Ultrafast spectroscopy of quantum emitters

While much of the electronic dynamics in quantum emitters occurs at the nanosecond time scale and can be resolved with heralded spectroscopy techniques (“fast spectroscopy”), many open questions in this area still revolve around the first few femtoseconds (10^-15 seconds) or picosecond (10^-12 second) after the absorption of a photon. Experimentally, the most natural way to study such dynamics is through an interaction with ultrashort pulses of light (“ultrafast spectroscopy”). More precisely, the most suitable way to probe these ultrafast processes is ultrafast optical pump-probe spectroscopy. Following a short laser excitation pulse, a probe pulse measures the state of the emitter at a specific time delay.

While this technique produced important answers to fundamental questions at the level of an ensemble of molecules and nanoparticles, applying it to a single nanocrystal turns out to be extremely challenging. A single quantum dot interacts at most with one out of 10^4-10^5 photons, requiring very long acquisitions with high precision in space and time. Alas, most of the interesting quantum phenomenon cannot be observed when inspecting a heterogeneous ensemble of nano emitters.

At the Leitenstofer chair in the University of Konstanz (which our group is a part of), a unique pump-probe microscopy setup was developed to tackle precisely this challenge. To remove parasitic effects (such as thermal contributions) instead of intermittently switching the pump pulse on and off, we repeatedly change the order between the two pulses [1].

This ‘trick’ together with use of highly stable Er:fiber oscillator and amplifier laser system allowed, for the first time, to observe ultrafast quantum beating of an exciton [2]. Here, the quantum state of the exciton is a superposition of two states whose phase difference oscillates with a period of ~30 picoseconds. This periodicity results from the energy difference between the two states. In other words, we are directly observing the quantum time evolution operator e^-iHt.

Currently, we are experimenting with quantum control of a single quantum dot at an ultrafast time scale. After a short laser pulse generates an excitation, a second control pulse alters the state of the exciton.
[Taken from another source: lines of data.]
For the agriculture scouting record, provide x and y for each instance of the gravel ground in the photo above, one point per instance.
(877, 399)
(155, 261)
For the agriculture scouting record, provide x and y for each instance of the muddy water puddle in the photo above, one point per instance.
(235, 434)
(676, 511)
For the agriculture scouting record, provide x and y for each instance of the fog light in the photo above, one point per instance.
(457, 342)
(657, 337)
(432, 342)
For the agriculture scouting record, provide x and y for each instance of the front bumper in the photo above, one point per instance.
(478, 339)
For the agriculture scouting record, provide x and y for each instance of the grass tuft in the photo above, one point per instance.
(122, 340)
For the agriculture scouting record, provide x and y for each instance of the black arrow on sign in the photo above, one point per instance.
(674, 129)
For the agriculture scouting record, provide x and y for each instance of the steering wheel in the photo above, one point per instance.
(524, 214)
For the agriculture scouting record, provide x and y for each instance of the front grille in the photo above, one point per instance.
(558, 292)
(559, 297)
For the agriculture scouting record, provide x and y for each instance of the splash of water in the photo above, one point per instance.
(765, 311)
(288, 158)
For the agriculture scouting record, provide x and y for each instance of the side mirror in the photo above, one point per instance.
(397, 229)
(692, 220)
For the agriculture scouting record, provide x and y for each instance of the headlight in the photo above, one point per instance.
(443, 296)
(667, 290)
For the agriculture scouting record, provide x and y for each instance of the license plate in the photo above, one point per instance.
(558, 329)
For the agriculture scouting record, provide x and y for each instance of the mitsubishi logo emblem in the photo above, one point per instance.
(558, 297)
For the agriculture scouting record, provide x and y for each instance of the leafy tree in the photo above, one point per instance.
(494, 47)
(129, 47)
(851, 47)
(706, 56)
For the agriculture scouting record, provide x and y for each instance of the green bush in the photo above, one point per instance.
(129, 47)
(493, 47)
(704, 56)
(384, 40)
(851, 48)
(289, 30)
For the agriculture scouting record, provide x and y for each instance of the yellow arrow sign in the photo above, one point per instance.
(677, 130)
Finally, a third probe pulse measures the state of the exciton. Control protocols can be applied to quantum information processing and quantum sensing applications. While a quantum dot system cannot compete with the fidelity of a highly evolved qubit systems (e.g. trapped ions, superconducting qubits), it provides an ultrafast platform in which operations may be performed at a rate of tens of gigahertz and quantum sensing protocols can be observe phenomena down to the picosecond regime.